The companies that focus, in the near future, on speeding up data analysis will give their employees a great advantage. Let us take a look at the example of millennials, who are starting to make up a large percentage of the workforce. They certainly do not want to wait for anything. They want their analytics app to work in the same way as their other favorites, such as Google. They want all the information to be available with a single click.
Next-generation analytics use an in-memory database and a search engine tailored to analytical operations. This dramatically improves query speed. This kind of solution combines all forms of data, both structured and unstructured, from the data warehouse, from the cloud, and from users’ tools, for example, in the form of an Excel file. The data is then updated every time the application is opened.
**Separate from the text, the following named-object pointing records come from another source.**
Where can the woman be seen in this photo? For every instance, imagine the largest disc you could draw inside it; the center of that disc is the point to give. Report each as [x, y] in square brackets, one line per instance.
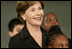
[32, 35]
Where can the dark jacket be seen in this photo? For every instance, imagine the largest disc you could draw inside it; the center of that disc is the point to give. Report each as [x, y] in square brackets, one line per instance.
[69, 42]
[25, 40]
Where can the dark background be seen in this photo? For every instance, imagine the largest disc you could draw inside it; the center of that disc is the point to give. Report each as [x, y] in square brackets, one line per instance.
[62, 9]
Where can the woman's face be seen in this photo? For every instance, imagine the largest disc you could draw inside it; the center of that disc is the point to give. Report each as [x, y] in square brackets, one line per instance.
[50, 20]
[34, 14]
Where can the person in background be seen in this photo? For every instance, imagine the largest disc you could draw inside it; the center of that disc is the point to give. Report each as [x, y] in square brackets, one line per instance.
[49, 20]
[56, 38]
[14, 26]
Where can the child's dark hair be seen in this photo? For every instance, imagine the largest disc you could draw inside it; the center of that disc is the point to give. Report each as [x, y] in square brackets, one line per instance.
[13, 22]
[53, 32]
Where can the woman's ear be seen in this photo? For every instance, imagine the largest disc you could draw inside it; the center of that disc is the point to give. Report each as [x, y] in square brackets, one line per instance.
[49, 47]
[10, 33]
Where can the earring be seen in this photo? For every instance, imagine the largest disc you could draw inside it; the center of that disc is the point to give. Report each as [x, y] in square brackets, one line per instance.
[24, 19]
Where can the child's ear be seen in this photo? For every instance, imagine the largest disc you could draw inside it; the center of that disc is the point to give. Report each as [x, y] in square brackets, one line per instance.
[49, 47]
[10, 33]
[23, 16]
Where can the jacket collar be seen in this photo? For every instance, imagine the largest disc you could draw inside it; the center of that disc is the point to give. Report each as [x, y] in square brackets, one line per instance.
[24, 32]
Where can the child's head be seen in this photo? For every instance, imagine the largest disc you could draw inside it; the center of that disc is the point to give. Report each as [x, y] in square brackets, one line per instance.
[15, 26]
[56, 39]
[49, 20]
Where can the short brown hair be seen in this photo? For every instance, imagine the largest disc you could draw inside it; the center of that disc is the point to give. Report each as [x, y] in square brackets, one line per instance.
[22, 6]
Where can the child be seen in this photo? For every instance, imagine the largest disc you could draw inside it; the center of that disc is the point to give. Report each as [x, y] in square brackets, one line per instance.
[56, 39]
[15, 26]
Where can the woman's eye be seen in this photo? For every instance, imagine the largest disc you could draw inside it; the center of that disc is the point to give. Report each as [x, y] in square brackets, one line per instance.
[40, 8]
[67, 46]
[60, 46]
[32, 10]
[55, 20]
[48, 20]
The greatest benefit for workers using this type of tool is the opportunity to develop, edit questions, ask additional questions, add details… and see the next connection immediately.
If a businessperson handling, for example, pricing in the supply chain had such an application available, they would no longer have to wait for a report. Instead, they could use the time to analyze their whole product line and make optimal decisions more efficiently, which would result in lower costs and higher turnover. And that’s not all. The businessperson could also analyze the direct relationship between a product’s sales and its reception on social networks, and in different regions at that.
Another advantage is that even less technical people are able to use search engines without the help of a data analyst or special training. They are able to analyze data in much the same way as they search for goods or information in everyday situations.
It seems that analytical tools have long tried to meet IT requirements such as quality or governance. But that is no longer enough. The companies that want to gain a competitive edge and dominate on the market must take their staff’s needs into account. They need to provide them with tools that will enable them to work with information more efficiently, rather than oblige them to spend time learning how to use new technology.